In the meantime, on January 13, 2018, USCIS resumed accepting renewal applications for DACA based on a federal court order: “Until further notice, and unless otherwise provided in this guidance, the DACA policy will be operated on the terms in place before it was rescinded on Sept. 5, 2017.” The notice states:

Individuals who were previously granted deferred action under DACA may request renewal by filing Form I-821D (PDF), Form I-765 (PDF), and Form I-765 Worksheet (PDF), with the appropriate fee or approved fee exemption request, at the USCIS designated filing location, and in accordance with the instructions to the Form I-821D (PDF) and Form I-765 (PDF). USCIS is not accepting requests from individuals who have never before been granted deferred action under DACA. USCIS will not accept or approve advance parole requests from DACA recipients.

If you previously received DACA and your DACA expired on or after Sept. 5, 2016, you may still file your DACA request as a renewal request.

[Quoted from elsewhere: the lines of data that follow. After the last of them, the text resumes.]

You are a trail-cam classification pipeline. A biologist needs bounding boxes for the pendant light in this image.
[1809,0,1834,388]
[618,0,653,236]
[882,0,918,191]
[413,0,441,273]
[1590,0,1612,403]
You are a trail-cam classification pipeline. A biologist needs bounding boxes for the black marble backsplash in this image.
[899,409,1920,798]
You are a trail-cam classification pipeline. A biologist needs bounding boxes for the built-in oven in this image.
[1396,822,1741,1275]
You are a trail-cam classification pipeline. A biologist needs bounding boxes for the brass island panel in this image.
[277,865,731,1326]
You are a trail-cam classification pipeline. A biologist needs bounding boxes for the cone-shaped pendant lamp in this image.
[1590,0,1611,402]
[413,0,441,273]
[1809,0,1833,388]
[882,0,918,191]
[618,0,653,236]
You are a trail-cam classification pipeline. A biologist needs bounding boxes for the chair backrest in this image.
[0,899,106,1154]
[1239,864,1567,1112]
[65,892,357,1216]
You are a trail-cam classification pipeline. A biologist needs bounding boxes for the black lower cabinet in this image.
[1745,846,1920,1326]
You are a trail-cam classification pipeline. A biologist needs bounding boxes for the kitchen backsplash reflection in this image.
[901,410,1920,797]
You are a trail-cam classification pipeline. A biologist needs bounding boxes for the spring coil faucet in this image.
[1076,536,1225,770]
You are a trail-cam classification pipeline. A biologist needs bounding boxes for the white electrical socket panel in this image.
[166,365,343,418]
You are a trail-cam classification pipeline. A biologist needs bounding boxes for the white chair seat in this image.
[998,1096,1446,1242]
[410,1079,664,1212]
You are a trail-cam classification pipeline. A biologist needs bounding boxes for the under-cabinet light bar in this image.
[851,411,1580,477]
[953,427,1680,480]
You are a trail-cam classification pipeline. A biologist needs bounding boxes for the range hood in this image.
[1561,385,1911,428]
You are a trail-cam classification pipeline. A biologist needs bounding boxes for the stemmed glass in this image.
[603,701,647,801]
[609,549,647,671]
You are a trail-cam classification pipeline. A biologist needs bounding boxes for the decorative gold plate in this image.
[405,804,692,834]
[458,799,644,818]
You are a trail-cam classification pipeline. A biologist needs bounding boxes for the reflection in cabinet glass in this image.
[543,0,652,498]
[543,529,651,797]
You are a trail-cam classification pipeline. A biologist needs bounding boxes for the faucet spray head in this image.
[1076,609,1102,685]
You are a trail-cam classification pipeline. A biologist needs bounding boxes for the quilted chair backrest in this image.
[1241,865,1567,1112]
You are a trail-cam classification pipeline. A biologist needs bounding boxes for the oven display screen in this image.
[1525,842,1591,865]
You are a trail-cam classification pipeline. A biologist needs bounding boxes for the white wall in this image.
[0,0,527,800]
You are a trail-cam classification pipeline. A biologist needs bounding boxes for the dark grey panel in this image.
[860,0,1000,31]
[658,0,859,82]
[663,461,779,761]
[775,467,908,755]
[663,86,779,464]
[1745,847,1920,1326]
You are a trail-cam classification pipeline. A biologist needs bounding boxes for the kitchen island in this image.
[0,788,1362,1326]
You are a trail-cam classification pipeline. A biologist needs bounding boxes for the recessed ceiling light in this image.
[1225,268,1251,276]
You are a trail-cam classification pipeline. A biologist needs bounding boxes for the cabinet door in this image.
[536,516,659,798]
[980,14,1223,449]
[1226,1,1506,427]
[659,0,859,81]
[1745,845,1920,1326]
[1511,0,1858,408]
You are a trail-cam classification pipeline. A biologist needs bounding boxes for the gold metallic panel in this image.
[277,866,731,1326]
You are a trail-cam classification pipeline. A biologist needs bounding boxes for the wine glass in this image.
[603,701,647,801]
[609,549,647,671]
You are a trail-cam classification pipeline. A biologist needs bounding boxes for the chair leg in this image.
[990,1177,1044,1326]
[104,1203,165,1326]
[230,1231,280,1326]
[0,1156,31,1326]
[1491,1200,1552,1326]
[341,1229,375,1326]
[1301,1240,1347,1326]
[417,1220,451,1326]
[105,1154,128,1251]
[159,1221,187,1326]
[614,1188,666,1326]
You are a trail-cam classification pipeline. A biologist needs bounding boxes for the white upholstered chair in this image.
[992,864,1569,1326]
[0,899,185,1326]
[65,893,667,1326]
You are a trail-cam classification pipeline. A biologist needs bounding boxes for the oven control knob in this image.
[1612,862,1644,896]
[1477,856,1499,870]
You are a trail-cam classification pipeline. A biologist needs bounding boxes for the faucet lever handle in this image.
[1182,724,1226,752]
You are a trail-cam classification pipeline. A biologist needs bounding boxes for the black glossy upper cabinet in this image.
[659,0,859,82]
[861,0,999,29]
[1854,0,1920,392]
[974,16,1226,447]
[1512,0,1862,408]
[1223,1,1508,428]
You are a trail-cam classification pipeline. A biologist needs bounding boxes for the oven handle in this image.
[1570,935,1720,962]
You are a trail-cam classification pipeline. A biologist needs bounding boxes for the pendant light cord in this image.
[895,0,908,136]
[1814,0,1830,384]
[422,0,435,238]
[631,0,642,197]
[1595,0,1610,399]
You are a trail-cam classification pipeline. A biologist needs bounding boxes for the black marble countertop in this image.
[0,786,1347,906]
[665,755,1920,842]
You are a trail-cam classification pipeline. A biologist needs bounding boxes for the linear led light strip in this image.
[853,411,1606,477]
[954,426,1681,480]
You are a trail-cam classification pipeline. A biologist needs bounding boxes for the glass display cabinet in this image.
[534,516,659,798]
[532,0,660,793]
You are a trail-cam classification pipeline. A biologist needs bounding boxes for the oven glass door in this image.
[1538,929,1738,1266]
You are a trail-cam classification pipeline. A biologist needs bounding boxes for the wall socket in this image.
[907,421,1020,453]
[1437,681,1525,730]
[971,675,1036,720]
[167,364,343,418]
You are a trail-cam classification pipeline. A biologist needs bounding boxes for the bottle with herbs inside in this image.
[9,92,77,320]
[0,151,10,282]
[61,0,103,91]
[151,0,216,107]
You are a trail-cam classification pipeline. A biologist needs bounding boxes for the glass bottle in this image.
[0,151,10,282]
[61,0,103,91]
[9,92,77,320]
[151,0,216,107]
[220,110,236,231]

Please list the date your prior DACA ended in the appropriate box on Part 1 of the Form I-821D.

If you previously received DACA and your DACA expired before Sept. 5, 2016, or your DACA was previously terminated at any time, you cannot request DACA as a renewal (because renewal requests typically must be submitted within one year of the expiration date of your last period of deferred action approved under DACA), but may nonetheless file a new initial DACA request in accordance with the Form I-821D and Form I-765 instructions. To assist USCIS with reviewing your DACA request for acceptance, if you are filing a new initial DACA request because your DACA expired before Sept. 5, 2016, or because it was terminated at any time, please list the date your prior DACA expired or was terminated on Part 1 of the Form I-821D, if available.

The court’s preliminary injunction noted, among other things:

For the reasons DACA was instituted, and for the reasons tweeted by President Trump, this order finds that the public interest will be served by DACA’s continuation (on the conditions and exceptions set out below). Beginning March 5, absent an injunction, one thousand individuals per day, on average, will lose their DACA protection. The rescission will result in hundreds of thousands of individuals losing their work authorizations and deferred action status. This would tear authorized workers from our nation’s economy and would prejudice their being able to support themselves and their families, not to mention paying taxes to support our nation. Too, authorized workers will lose the benefit of their employer-provided healthcare plans and thus place a greater burden on emergency healthcare services.

On provisional relief motions, district judges must also weigh the balance of hardships flowing from a grant versus denial of provisional relief. The hardship to plaintiffs need not be repeated. The only hardship raised by defendants is interference with the agency’s judgment on how best to allocate its resources in keeping our homeland secure, as well as its judgment in phasing out DACA. Significantly, however, the agency’s judgment here was not based on a policy change. It was based on a mistake of law. If the instant order is correct that DACA fell within the statutory and constitutional powers of the Executive Branch, then a policy supported as high up as our Chief Executive has been the victim of a colossal blunder. A preliminary injunction will set that right without imposing any policy unwanted by the Executive Branch.